We have also recently demonstrated deleterious effects of maternal antibiotic treatment on sow microbiota and that of their newborn offspring. Piglets intestinal functions were also noticeably effected by environmental factors. Ileal and colonic permeability, epithelial 
transcriptome and mucosal inflammation characteristics were modified toward a pro-inflammatory response to an LPS challenge when mothers were given antibiotic treatment. We also showed that early manipulation of the mothers microbiota by antibiotics deeply influenced the intestinal adaptive response to a high-fat diet in adult offspring, suggesting a microbiota imprinting in gut response to high-fat diet. Therefore gut microbiota could be a player in programming as its initial composition is thought to be sustainably modified during lifespan.

Substrates for growth

Specific substrates can be included in the diet to stimulate the growth of assumed beneficial bacteria and prevent the growth and colonisation of potential pathogens.

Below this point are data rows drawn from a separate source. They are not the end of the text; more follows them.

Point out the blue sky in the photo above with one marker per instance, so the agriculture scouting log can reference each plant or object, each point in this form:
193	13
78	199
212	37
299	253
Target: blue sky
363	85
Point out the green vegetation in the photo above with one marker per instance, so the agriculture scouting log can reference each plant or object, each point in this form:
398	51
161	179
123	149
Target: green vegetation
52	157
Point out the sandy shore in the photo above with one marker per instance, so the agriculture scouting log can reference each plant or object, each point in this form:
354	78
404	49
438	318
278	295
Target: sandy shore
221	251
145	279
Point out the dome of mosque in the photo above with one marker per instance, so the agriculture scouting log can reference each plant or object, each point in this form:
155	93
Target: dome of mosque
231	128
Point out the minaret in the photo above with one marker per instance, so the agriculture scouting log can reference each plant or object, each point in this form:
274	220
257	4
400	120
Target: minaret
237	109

These are known as prebiotics and they include dietary fibres, resistant starch, and oligosaccharides. Benefits of feeding high-fibres diets to sows during late pregnancy and lactation were also observed on early piglet growth, colostrum intake of low birth weight piglets, and litter performance. Long-term effects have also been shown concerning gut functions and sensitivity to inflammatory challenge.
Interestingly, recent studies provide strong support for the idea that short dietary changes before weaning associated with a modification of the early intestinal bacterial colonisation, can have a long-term impact on the severity of inflammatory response without changing the basal physiology of barrier function and cytokine profile in the intestine.

Conclusion

Through a better understanding of the effects and of the epigenetic mechanisms involved in DOHaD, in addition to the careful use of animal genetic selection, both animal production and welfare can be improved and some of the negative effects of feedstuff restriction could be prevented.
A better understanding of the long-term effects of neonate environment and of the epigenetic mechanisms involved, as well as careful use of animal genetic selection, could improve animal production and the health later in life.

References are available on request.